Zombie Nation 2007

Here’s a rather disturbing article found in the Detroit News today:

TV shopping carts capture kids’ attention

Shopping during the holidays is stressful enough without tired kids in tow. But this season, colorful plastic carts with TVs screens are the latest incarnation of a trend toward providing entertainment for captive customers, joining TVs at checkout lines, gas station pumps and hair salon stations.

The TV Karts show videos of Bob the Builder, Barney or the Wiggles for as long as parents shop. After rolling the carts out last year, Meijer now has them stocked in most of its 181 Midwestern stores, including nearly every store in Michigan.

So, is anyone as disturbed by this as I am?

At face value, this seems rather innocent: keep a kid entertained by showing them a video in a shopping cart.  But if you look at this a little closer, you can see that this is yet another way to stick advertising in our faces.   The programmers know that the parents will glance down when they hear or see something interesting.  Advertising isn’t the real problem, though: this is just one more way to turn our kids into TV-addicted zombies.  It’s bad enough that today’s teens grew up with television as a babysitter, but now the greedy mass media has found a way to infiltrate our privacy even when we go out shopping.

Whatever happened to talking to your kids while you’re out shopping?  I always took my kids along shopping with me, and never hesitated to point out something amusing or interesting on the shelves, ask them to identify words, or (as one good example) in a grocery store, explain why we were buying something that, to them, looked boring.  I know, corn starch isn’t the most exciting thing in their world, but once they saw how it worked the next time I made homemade gravy, they would at least know the mechanics involved.

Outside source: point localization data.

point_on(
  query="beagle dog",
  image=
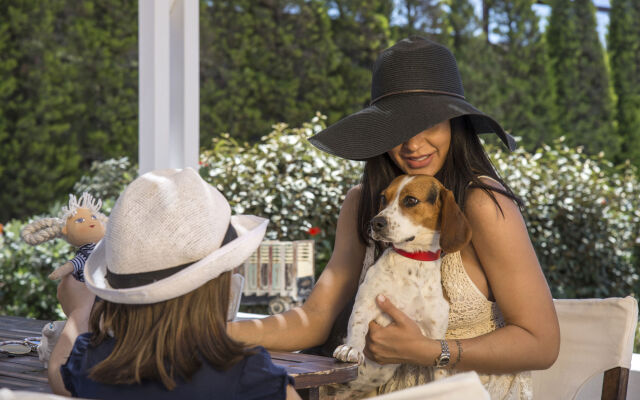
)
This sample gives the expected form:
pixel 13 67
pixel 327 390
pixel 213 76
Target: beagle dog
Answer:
pixel 419 218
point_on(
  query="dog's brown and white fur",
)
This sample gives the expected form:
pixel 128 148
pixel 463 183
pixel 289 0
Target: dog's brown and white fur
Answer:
pixel 417 214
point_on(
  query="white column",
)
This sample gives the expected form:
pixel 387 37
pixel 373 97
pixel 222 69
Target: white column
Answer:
pixel 169 87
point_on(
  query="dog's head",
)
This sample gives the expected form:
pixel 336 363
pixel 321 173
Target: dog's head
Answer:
pixel 418 213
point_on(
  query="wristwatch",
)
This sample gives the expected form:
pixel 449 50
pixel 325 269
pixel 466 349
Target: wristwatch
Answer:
pixel 443 359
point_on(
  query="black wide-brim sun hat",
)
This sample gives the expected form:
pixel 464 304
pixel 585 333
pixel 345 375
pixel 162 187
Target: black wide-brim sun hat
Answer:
pixel 415 85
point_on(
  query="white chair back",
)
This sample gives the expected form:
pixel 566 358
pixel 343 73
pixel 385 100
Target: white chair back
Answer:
pixel 596 335
pixel 464 386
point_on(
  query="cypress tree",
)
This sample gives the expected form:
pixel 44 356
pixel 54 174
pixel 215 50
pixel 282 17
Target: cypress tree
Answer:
pixel 360 30
pixel 478 61
pixel 581 79
pixel 39 159
pixel 527 104
pixel 265 62
pixel 102 42
pixel 624 56
pixel 422 17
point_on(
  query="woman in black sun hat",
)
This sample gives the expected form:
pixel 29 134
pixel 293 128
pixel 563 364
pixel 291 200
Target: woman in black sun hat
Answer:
pixel 502 321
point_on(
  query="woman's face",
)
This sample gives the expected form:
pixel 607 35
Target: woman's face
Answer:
pixel 425 152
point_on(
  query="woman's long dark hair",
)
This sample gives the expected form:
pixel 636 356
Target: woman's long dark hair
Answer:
pixel 464 163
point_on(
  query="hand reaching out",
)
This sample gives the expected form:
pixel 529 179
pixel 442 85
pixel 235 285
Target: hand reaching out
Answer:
pixel 401 341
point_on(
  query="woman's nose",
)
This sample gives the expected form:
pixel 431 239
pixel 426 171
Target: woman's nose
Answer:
pixel 412 144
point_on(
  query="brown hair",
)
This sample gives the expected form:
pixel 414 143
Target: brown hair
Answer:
pixel 163 340
pixel 464 163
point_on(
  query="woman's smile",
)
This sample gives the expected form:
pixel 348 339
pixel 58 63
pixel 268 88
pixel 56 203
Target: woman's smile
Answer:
pixel 417 162
pixel 425 152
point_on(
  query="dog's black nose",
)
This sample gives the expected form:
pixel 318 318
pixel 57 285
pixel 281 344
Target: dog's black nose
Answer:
pixel 378 223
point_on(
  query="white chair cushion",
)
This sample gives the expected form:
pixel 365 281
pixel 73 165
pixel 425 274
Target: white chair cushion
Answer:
pixel 595 335
pixel 464 386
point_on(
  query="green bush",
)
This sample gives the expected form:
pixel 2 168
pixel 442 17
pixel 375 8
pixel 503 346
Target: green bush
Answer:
pixel 583 213
pixel 24 287
pixel 285 179
pixel 583 216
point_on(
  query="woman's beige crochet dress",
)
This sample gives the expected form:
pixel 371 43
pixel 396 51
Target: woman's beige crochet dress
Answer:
pixel 470 315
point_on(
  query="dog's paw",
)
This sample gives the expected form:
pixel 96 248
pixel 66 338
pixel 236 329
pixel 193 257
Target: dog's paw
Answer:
pixel 348 354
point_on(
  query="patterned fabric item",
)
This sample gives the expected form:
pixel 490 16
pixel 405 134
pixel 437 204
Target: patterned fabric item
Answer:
pixel 78 261
pixel 470 315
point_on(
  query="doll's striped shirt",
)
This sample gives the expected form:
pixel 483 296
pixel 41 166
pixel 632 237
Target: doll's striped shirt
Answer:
pixel 78 261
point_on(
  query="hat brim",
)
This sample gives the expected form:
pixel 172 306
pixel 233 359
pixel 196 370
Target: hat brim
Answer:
pixel 250 230
pixel 394 120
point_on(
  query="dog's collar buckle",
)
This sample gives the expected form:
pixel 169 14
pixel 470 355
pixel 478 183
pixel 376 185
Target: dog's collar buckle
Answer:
pixel 419 255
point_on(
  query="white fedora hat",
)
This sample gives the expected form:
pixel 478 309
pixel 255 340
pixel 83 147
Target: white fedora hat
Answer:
pixel 169 233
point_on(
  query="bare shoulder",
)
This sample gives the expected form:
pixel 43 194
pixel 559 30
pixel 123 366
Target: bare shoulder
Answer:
pixel 480 207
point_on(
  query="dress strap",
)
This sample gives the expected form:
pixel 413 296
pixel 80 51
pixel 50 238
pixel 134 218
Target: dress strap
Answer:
pixel 369 256
pixel 488 177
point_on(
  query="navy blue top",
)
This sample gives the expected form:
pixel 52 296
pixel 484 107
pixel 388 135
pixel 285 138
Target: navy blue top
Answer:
pixel 254 377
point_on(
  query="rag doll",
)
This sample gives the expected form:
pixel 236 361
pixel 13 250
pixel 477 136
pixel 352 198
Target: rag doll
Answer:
pixel 81 224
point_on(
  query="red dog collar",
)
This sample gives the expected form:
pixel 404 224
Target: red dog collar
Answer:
pixel 419 255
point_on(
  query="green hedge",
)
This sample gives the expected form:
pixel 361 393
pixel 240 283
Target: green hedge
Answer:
pixel 582 212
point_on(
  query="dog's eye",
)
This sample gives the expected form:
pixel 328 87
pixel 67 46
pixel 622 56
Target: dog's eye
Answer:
pixel 410 201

Oh, wait, I forget: most moms these days are too busy yacking it up with their girlfriends, or chewing out their significant others, to be bothered with actually watching what their kids do while at the store.  Yeah, that’s it.  You now, the lady with three kids under six years old, all of them running amok through the store while she mutters a feeble “Stop that!” to them in between her phone conversation.

Anyway, I’ve gone off course.  But you get the idea: TV as babysitter.  Does anyone wonder why we can’t “reach” our kids anymore?  What is the future going to be like–will we actually have to get courses in schools to teach our kids to actually communicate with each other?

But wait, it gets worse…

Improved technology and falling prices of light emitting diode screens have opened new possibilities as retailers and marketers look to snag the attention of an increasingly fractured market.

Gas Station TV, out of Oak Park, capitalized on the strategy of giving information to customers while they fill their tanks. Focusing on customers at a “natural pause point,” the company sets up screens that play a loop of sports, weather, news and, of course, commercials at pumps, and they are now running in major markets nationwide.

The service is subsidized by the ads and free to gas stations. It operates more than 5,000 digital screens in 300 cities, including at 48 stations in Michigan. The company plans to install another 7,000 displays by the end of 2008.

And furthermore:

Shopping during the holidays is stressful enough without tired kids in tow. But this season, colorful plastic carts with TVs screens are the latest incarnation of a trend toward providing entertainment for captive customers, joining TVs at checkout lines, gas station pumps and hair salon stations.

How nice–now we can’t even go shopping, get a haircut or pump gas without TV staring us in the face.  I’m happily divorced from a TV addict, and when my kids come over here, there is NO TV, outside of their limited selection of DVDs and video games.  They prefer to do other things than stare at a screen all day long, and I’m thankful for that.  We make weekly trips to the library, we do things together at home (cooking, making crafts, playing games, etc.)…actually using their minds and interacting.  TV isn’t on our schedule.  That’s how I was raised…but then again, I never liked TV all that much anyway.

I really have to question the businesses that feel as though they hvae to shove video in our faces any time we go somewhere.  I already have to tolerate (attempt to ignore) daytime trash TV when I got to the doctor’s office.   Some restaurants need to have a TV blaring during every open hour.  Why do I want to go to a hair salon and not talk to the hairdresser–has interpersonal interaction become passé?

Well, maybe not.  “Texting” is another curse…

“Where’s it going to stop? Are we any more satisfied now than in the past? I know that students sit in my class now and 25 percent have the (computer) screen up, and they’re text messaging, they’re on MySpace, they’re doing all sorts of things. I know they’re not in my class. That’s what we’re competing against.”

I know this for a fact: a friend of mine in her 40s is going back to school to finish out a degree, and her 20-something classmates get reprimanded often for texting in class.  So much so, that the school is talking of installing “jammers” during the next semester since it is so distracting.  More power to ’em!

It’s like this nation of ours is turning into a nation of zombies.  Consumers should not have to tolerate all of this intrusion into their privacy, nor endure yet another distraction, especially when you realize it is nothing more than corporate greed putting itself literally into our faces.  The attention spans of youngsters has gotten worse because TV has become so invasive in our culture.  It’s not entertainment anymore–it’s a lifeline.  An addiction.  And of course, it’s all about advertising anyway.